Author wanting more Posted September 23, 2012 Author Posted September 23, 2012 So it's pretty fresh, how long was the relationship and how and why did it end? It was a 3 year A that ended with him throwing me under the bus after a 2nd d-day
Author wanting more Posted September 23, 2012 Author Posted September 23, 2012 Anticipation can bring more torment than the actual event, but preparation can make a huge difference. Here's my suggestion, FWIW: Don't know if you've had any experience with this sort of thing, but you might try the "preparation for adversity" used by athletes, trial lawyers, negotiators -- folks who routinely have to head into situations where they can be sure someone will be trying to undo them -- visualization. Create an imaginary stage in your head, as realistically as you can, for what it might look like there. You've attended this before, so you can make a very realistic setting in your mind's eye. Then place yourself there and play out all the possible scenarios, and feel them as if they're real.
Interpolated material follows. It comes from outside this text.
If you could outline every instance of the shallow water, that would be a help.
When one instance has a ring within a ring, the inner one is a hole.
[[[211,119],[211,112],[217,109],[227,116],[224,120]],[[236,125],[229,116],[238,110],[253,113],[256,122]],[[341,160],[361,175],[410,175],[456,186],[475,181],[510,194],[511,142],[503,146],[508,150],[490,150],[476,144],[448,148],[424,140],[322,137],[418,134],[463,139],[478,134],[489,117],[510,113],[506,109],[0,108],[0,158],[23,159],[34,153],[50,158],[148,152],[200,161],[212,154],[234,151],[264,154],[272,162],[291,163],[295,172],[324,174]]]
Gauge your emotional reaction to each, and try out different ways to respond. "He's there when I arrive. Here is what I do . . . or say . . ." "He's not there. I am talking with ... and then all at once, he shows up. Here is what I do . . ." "He follows me to the lobby. I turn and say . . . " As you develop a response that feels good and empowering, repeat that scenario. Try as many others as you can think up, and find whatever responses keep you in charge of your own equilibrium. Having run through enough mental rehearsals, the real event will probably be easy as can be, as you will have anticipated all the possibilities, including the worst things you can think up. Chances are the reality will be way less daunting than many of those you imagine and conquer in your visualizations. Best of all, you will be prepared. Good luck! I really like this idea. Play out all the scenarios on my head and have my answers ready for each one Thank you
whichwayisup Posted September 23, 2012 Posted September 23, 2012 Go and put him out of your head. Don't go 'looking' to see if he's there. If he approaches you, tell him to turn around and not speak to you. I know it's easier said than done. But, you can do this! Don't let antisipitory anxiety rule you! Your mind is stronger than you realize. Worse case senario? You feel a jolt when you see him. You feel uncomforable and weird.. Ignore those emotions and don't let them overpower you. Take control and tell yourself he just doesn't matter and so what if he's there. Don't let him stop you from going or having a good time.